Implementation of cannon's algorithm using MPI and CUDA to explore the use of Compression in Cuda-Aware MPI Applications. The compression relies on ndzip, which is included in this repository as a submodule
- CMake >= 3.18
- GCC >= 10.3.0
- Linux (tested on x86_64)
- Boost >= 1.66
- Cuda >= 11.3
- Cuda-Aware MPI Implementation (tested on OpenMPI v4.1.1)
mkdir build
cmake -B build .
cmake --build build -j
two executables will be build:
- Cannons_Algorithm
- Cannons_Algorithm_Comp
Both can be used for distributed matrix multiplication using cannon's algorithm. Cannons_Algorithm_Comp compresses the subblocks with ndzip before sending them to another node. The receiving node will then decompress the data.

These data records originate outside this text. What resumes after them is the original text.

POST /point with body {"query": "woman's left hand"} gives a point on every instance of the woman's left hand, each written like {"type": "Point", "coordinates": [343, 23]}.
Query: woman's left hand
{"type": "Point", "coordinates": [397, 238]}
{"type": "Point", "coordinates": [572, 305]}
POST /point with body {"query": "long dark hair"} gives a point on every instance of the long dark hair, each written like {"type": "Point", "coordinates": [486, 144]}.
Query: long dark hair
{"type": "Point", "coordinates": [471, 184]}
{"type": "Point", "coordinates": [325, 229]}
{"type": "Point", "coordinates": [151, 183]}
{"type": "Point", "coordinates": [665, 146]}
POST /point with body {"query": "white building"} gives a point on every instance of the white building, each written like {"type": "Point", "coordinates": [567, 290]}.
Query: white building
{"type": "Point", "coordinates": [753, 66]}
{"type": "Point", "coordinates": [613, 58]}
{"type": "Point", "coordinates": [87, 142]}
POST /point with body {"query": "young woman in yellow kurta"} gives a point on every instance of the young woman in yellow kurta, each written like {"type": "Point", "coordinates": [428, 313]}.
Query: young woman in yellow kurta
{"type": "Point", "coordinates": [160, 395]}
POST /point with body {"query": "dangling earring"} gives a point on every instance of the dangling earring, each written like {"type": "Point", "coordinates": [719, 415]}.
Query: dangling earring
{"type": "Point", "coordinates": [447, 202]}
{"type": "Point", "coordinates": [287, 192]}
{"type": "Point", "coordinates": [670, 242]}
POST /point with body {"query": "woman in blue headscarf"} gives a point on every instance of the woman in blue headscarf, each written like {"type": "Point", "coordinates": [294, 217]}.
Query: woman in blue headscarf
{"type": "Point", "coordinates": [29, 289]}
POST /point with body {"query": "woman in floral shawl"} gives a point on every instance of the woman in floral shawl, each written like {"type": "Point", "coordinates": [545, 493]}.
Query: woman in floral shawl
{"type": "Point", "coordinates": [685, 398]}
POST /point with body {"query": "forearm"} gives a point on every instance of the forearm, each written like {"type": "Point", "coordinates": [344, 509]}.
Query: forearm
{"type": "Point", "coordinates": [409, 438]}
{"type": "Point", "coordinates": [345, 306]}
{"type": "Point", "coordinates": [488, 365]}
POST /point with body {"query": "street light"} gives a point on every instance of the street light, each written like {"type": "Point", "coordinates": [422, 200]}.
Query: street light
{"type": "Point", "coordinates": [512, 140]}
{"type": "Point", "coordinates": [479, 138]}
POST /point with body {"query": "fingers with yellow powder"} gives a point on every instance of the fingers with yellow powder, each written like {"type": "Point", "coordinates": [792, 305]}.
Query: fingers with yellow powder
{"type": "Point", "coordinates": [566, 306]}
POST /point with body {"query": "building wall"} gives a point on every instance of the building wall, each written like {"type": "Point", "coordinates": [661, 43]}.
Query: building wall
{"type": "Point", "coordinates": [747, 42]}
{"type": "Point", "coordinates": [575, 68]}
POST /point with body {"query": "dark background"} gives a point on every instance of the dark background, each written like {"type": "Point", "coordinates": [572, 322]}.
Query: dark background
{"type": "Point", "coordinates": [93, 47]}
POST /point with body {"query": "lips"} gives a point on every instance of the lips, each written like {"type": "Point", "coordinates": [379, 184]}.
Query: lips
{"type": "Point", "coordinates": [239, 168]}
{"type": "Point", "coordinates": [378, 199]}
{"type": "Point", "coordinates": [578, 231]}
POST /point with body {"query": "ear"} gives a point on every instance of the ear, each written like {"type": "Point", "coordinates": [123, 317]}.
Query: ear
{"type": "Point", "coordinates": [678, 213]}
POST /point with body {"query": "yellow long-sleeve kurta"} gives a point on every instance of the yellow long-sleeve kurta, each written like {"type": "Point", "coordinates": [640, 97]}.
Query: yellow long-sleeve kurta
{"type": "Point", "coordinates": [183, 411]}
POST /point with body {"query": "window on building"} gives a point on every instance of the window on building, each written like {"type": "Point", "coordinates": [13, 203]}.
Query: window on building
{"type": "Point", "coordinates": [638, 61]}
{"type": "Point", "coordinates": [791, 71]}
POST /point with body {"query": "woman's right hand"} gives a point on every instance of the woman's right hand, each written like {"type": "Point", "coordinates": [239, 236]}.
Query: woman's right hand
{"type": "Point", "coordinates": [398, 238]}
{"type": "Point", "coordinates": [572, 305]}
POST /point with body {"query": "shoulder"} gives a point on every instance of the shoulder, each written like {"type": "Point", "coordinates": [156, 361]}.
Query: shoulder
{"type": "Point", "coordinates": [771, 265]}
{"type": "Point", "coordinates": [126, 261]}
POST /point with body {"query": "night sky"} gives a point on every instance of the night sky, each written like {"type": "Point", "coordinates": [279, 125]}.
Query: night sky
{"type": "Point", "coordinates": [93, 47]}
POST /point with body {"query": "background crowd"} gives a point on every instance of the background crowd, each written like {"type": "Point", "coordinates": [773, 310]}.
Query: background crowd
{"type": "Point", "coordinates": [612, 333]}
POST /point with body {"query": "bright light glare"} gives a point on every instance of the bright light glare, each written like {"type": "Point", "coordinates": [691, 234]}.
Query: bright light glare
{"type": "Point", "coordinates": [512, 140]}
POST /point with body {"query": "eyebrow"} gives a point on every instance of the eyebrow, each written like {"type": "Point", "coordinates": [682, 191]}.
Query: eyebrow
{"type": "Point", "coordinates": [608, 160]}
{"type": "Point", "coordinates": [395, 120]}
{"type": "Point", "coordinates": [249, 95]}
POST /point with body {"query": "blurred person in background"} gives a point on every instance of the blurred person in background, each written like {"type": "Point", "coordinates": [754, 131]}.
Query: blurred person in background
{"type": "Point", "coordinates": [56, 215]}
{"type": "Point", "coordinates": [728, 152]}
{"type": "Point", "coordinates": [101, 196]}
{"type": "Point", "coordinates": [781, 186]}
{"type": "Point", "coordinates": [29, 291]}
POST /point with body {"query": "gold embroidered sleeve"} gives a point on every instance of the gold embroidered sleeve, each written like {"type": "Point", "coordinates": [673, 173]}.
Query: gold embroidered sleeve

The application takes two parameters:
- size of the matrizes
- path to file with testdata
The first parameter sets the size of the matrizes. For example with a given argument of 8192 the programm will execute a distributed multiplication of two matrizes each with a size of 8192 x 8192.
The second parameter expects a path to a binary file with double precision floating point data. With this data the matrizes will be populated. The layout of this data file has to be the same as the double precision floating point datasets provided by Martin Burtscher [Link].
This implementation has been tested on the HPC System JUSUF, located at the Research Center in Jülich.
An example SLURM Jobscript is provided which was used for testing on JUSUF.